Какой же каскад признаний обрушился на неискушенную Свету! Можно было себе представить…
И он уже с некоторой уверенностью предположил, что Светлана вполне могла увлечься Чуриным.
— Чурин, — Иван Петрович замялся, — не серый человек, он умеет искриться…
— Вот и она мне все твердила: «блестящий, ни на кого не похожий»… Но почему-то я не верю в ее чувства. Она — холодная, Светка! — отчаянно выкрикнула Мария Васильевна. И он понял, чего стоили ей эти слова.

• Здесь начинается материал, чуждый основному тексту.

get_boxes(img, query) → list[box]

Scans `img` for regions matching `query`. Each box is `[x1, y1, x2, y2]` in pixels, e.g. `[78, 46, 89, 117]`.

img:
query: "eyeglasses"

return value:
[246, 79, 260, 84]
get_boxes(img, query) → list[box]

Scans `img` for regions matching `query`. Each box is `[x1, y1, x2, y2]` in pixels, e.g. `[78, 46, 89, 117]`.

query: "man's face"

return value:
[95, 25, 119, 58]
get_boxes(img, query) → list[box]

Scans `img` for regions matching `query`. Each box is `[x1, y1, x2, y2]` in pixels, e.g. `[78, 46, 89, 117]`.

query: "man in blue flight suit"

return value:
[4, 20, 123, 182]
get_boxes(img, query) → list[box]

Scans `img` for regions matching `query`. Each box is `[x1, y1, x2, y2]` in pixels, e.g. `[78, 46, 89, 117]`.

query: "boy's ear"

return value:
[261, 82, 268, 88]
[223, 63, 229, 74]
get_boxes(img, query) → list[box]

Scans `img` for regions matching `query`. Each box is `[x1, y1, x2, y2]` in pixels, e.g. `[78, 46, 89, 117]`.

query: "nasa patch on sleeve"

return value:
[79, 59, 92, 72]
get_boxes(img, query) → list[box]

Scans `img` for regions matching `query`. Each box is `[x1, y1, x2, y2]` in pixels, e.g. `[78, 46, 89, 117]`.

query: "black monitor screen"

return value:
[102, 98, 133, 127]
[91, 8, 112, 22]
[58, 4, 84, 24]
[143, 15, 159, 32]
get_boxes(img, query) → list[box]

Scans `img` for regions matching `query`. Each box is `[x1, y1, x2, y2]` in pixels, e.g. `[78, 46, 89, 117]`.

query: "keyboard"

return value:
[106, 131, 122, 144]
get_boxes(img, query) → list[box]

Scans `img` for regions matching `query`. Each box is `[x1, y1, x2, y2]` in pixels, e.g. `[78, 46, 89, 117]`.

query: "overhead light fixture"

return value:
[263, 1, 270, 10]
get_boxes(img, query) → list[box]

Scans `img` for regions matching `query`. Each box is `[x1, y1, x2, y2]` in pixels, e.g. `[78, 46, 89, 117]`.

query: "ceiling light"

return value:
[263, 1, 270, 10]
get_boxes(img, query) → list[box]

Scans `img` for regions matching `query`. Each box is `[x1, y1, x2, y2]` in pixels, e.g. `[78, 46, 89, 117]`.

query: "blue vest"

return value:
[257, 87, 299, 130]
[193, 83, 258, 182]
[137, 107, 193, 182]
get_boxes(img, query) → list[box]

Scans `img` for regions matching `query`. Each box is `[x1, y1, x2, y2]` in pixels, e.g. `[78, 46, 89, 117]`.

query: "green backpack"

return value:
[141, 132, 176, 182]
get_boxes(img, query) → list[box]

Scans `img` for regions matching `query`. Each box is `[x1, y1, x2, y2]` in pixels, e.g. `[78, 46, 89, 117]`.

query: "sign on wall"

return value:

— Машенька, ну расскажи, как все было, — он снова завладел ее рукой и уже не выпускал ее, пока она говорила. А она, говоря, словно прислушивалась к своим словам, словно заново оценивая происшедшее:
— Помнишь, Света уехала в отпуск? Сказала, что записалась в туристскую молодежную группу. Я поверила, почему не поверить? Она ведь и раньше ездила так. Один раз в Прибалтику, потом — на Волгу… А теперь сказала — на юг. И я порадовалась за нее. Девочка ведь работает безотказно. Не какая-нибудь тунеядка. Она очень работящая. — Мария Васильевна цеплялась за это слово, дорогое для нее. Да, для людей их поколения труд был самым главным в жизни, но, наверное, нельзя было только мерой честной работы исчерпать характер… — Оказалось, она ездила на юг с Чуриным.
— И никто не знал? И она сама не проговорилась? Характер! — Иван Петрович, впрочем, тут же подумал, что кто-кто, а Юрий умеет прятать концы в воду.

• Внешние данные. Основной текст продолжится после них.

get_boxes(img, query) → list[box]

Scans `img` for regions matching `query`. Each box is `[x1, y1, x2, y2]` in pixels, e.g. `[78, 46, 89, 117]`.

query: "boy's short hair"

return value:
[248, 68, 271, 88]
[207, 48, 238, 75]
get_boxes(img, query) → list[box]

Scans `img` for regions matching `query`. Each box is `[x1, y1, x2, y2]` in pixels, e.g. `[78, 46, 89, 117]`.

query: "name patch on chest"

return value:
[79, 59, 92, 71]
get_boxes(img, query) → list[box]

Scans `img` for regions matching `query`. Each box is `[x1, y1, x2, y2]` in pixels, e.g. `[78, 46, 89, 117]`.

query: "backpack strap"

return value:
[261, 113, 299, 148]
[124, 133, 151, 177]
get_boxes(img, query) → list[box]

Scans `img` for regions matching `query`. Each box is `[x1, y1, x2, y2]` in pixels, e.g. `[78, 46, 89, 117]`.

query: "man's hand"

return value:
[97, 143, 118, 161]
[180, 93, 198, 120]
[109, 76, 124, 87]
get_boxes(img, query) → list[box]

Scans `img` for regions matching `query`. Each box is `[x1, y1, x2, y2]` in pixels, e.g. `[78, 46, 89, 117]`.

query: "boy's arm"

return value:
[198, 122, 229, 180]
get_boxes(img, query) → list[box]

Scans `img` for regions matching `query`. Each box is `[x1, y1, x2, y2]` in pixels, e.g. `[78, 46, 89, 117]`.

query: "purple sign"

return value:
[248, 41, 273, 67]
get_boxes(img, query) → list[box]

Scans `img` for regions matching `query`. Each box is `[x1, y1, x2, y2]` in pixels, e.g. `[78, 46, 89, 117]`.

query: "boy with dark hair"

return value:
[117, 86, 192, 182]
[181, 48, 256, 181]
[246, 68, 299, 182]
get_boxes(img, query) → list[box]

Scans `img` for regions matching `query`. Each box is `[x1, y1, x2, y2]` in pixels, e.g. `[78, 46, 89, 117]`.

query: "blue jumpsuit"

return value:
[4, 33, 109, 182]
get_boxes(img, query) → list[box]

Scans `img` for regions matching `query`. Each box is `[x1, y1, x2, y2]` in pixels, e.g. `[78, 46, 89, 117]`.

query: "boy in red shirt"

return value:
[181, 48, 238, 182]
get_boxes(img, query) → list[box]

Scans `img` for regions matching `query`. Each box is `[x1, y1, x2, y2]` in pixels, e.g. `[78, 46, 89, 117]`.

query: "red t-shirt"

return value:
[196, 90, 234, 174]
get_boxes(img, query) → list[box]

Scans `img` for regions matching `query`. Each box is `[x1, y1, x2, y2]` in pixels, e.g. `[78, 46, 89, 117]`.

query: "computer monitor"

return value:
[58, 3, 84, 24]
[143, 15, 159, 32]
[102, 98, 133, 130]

— Когда я ее спросила, почему она мне не сказала, Светка на меня посмотрела, как на дурочку: «Мама, — говорит, — я могу сказать тебе только сейчас, когда все решено и скоро мы поженимся. Неужели тебе было бы приятно узнать, что я — любовница Юрия Николаевича?..» — Мария Васильевна помолчала и тихо проговорила: — Пусть уж лучше побыла бы в любовницах, только бы не губить всю жизнь… Но я ей этого не сказала. Да она и не поняла бы меня. Она слишком… все рассчитала.
Ивану Петровичу было странно слышать из ее уст это слово, так подходившее Свете. То, что Мария Васильевна его произнесла, показывало, как близко она подошла к правильной оценке факта. И вряд ли надо было утешать ее, выискивая привлекательные черты в характере Юрия.
— Потом она мне все рассказала, они уже давно встречаются…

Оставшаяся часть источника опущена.